Tuesday, July 3, 2007

SCOOTER'S OVER - so Let's Prescribe Some REAL Justice for a Change

1. Since Paris Hilton actually DID some of HER time behind bars, she's far more of a man than Scooter Libby will ever be able to pretend to be, ever, ever again, for the rest of his miserable, cowardly, well-compensated, chickensh|t life, so Scooter Libby now has to release a poorly-lit sex tape that shows him doing his former job; sucking up to Dick. (Cheney, that is.)

2. CNN's Lou Dobbs has to give his house, his retirement savings, his car, his job at CNN and all of his financial assets to the grieving family of this poor Latino kid who killed himself yesterday - several months after recovering (at least physically) from being brutally and senselessly attacked at a high school party in Houston, beaten, burned with cigarettes and sodomized with a plastic pipe by several of Mr. Dobbs' biggest fans. Lou also has to wear a t-shirt that says "I'm the Dirty Bastard Who REALLY Gave America Leprosy" as he takes his final "station break" by doing a swan dive, a one and half gainer and a belly-flop from the very top deck of a Carnival Cruise Ship. Bon voyage', Lou.

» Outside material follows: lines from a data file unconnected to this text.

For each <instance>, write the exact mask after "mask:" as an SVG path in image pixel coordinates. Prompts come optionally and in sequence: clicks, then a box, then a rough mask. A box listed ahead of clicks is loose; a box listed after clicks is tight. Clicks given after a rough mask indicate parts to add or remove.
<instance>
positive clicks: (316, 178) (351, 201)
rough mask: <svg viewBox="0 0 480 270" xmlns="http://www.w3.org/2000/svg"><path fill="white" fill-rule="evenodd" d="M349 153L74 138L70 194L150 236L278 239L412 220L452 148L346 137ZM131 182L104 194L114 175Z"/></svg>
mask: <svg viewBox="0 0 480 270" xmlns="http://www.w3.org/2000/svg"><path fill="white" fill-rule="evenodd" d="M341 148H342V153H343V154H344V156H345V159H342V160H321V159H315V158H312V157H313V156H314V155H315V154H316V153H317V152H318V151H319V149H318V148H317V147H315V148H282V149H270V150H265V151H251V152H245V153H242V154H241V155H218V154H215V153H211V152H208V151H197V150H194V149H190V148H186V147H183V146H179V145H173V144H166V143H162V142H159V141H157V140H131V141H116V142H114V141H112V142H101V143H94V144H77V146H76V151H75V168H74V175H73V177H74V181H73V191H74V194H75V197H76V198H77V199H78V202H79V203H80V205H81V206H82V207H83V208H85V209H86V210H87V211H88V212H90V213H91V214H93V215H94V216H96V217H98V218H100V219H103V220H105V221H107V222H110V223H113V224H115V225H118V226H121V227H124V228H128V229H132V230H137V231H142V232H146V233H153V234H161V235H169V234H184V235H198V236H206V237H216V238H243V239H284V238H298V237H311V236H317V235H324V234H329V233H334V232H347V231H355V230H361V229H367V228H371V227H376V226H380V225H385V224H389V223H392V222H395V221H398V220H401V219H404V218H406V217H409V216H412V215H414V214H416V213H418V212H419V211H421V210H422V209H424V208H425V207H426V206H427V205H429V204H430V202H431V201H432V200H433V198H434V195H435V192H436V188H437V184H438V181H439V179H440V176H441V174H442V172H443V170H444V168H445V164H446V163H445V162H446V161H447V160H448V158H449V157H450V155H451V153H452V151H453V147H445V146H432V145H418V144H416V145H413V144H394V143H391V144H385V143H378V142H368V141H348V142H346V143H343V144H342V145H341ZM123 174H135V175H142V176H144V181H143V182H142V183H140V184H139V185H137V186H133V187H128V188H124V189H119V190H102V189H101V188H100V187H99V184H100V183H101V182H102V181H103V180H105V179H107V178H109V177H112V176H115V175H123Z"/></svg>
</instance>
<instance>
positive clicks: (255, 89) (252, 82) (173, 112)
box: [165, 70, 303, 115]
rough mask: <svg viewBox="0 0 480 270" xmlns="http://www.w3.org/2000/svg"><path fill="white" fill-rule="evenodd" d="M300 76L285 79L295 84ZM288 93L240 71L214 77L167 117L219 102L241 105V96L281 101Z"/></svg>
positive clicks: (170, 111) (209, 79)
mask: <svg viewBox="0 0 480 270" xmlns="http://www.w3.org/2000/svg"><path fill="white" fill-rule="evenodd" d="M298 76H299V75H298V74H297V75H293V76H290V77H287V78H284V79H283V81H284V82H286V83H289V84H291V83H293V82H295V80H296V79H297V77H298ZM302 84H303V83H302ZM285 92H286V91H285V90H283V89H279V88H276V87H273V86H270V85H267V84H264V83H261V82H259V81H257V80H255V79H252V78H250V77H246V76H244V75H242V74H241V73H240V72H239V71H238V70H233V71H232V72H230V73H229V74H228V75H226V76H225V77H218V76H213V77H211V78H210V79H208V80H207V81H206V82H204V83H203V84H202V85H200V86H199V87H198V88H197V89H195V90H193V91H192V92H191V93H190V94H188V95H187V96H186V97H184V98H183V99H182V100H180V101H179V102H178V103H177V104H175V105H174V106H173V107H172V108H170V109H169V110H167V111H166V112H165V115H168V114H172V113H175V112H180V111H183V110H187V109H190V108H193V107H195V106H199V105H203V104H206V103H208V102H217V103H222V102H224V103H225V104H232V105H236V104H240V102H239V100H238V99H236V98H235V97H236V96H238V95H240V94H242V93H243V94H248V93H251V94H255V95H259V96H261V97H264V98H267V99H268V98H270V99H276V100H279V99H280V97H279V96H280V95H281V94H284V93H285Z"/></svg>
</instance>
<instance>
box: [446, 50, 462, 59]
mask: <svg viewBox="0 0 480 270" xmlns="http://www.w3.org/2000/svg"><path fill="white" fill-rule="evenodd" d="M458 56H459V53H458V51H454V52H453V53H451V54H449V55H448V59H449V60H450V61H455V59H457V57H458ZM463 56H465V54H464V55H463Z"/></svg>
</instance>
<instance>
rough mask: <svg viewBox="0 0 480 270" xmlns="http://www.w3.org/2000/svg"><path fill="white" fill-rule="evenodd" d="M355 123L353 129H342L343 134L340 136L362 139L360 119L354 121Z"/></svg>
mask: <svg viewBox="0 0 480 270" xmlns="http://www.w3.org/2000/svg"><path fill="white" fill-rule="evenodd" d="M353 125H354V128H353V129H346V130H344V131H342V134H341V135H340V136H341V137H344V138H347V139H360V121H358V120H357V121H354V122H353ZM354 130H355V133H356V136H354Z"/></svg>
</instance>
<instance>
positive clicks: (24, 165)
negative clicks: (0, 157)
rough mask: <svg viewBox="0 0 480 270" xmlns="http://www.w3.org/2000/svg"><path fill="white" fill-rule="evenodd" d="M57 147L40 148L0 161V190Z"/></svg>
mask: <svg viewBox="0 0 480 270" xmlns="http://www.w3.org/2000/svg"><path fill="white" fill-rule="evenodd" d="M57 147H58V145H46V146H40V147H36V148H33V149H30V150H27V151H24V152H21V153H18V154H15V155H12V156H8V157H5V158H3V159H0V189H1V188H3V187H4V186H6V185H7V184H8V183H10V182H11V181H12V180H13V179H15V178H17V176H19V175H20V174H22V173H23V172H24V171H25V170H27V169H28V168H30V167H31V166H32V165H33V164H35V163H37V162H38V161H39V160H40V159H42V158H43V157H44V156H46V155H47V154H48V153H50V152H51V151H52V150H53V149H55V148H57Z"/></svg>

3. George W. Bush has to explain why killing a completely repentant Karla Faye Tucker was 'a fair sentence' but Scooter's sentence was "excessive". It's the very least he can do after taking a big old super-sized Texas bowel-dump all over the American public's admittedly delusional sense of "equal justice" by smirking like a typical brain damaged conservative while just magically commuting away every second of every minute of every day behind bars out of the well-deserved prison sentence of Dick Cheney's little buddy, Scooter "Punk-Ass Bitch" Libby, who has shown absolutely no remorse - for anything - ever.

4. If you've ever voted for George W. Bush, defended him by denying reality or helped Karl Rove smear any of Dubya's detractors, then you have to immediately give all of your worldly possessions to www.WilsonSupport.Org then you have to go straight to hell, along with Ann Coulter, Scooter Libby's parents, Barbara Bush, George Bush Senior, the Swiftboat con-men and the rest of the GOP - and you need to leave today. Buh-Bye, Chris Matthews.

5. If you're an MSNBC executive and if you had anything at all to do with this morning's edition of "First Look" in which there was absolutely no mention of Scooter Libby's Republican Party-sponsored get-out-of-jail free card, then you have to go deep sea swimming with Lou Dobbs.